Magnetic resonance imaging-guided delivery of adeno-associated virus type 2 to the primate brain for the treatment of lysosomal storage disorders - PubMed (original) (raw)

. 2010 Sep;21(9):1093-103.

doi: 10.1089/hum.2010.040.

A P Kells, R M Richardson, P Hadaczek, J Forsayeth, J Bringas, S P Sardi, M A Passini, L S Shihabuddin, S H Cheng, M S Fiandaca, K S Bankiewicz

Affiliations

Magnetic resonance imaging-guided delivery of adeno-associated virus type 2 to the primate brain for the treatment of lysosomal storage disorders

E Aguilar Salegio et al.

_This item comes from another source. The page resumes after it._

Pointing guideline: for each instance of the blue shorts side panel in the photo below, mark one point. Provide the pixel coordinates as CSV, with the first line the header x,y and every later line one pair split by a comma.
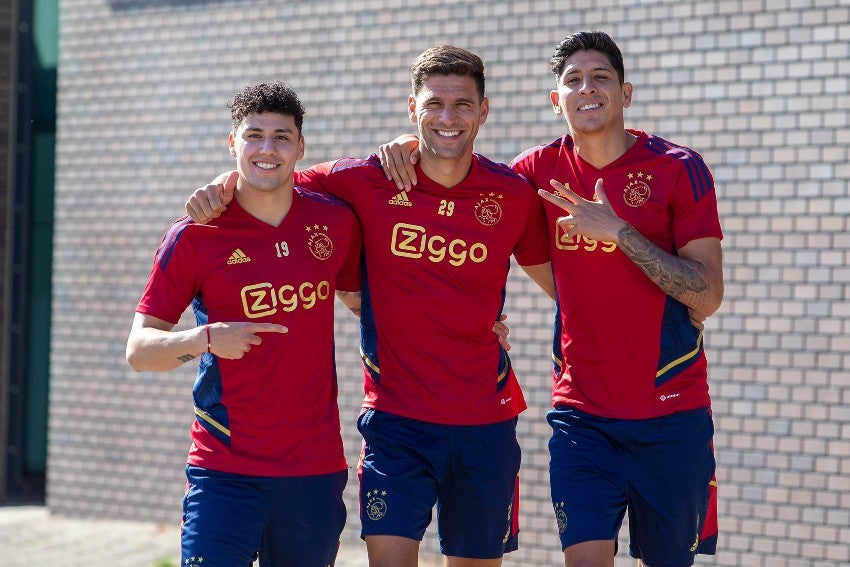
x,y
229,520
469,472
657,469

Hum Gene Ther. 2010 Sep.

Abstract

Gene replacement therapy for the neurological deficits caused by lysosomal storage disorders, such as in Niemann-Pick disease type A, will require widespread expression of efficacious levels of acid sphingomyelinase (ASM) in the infant human brain. At present there is no treatment available for this devastating pediatric condition. This is partly because of inherent constraints associated with the efficient delivery of therapeutic agents into the CNS of higher order models. In this study we used an adeno-associated virus type 2 (AAV2) vector encoding human acid sphingomyelinase tagged with a viral hemagglutinin epitope (AAV2-hASM-HA) to transduce highly interconnected CNS regions such as the brainstem and thalamus. On the basis of our data showing global cortical expression of a secreted reporter after thalamic delivery in nonhuman primates (NHPs), we set out to investigate whether such widespread expression could be enhanced after brainstem infusion. To maximize delivery of the therapeutic transgene throughout the CNS, we combined a single brainstem infusion with bilateral thalamic infusions in naive NHPs. We found that enzymatic augmentation in brainstem, thalamic, cortical, as well subcortical areas provided convincing evidence that much of the large NHP brain can be transduced with as few as three injection sites.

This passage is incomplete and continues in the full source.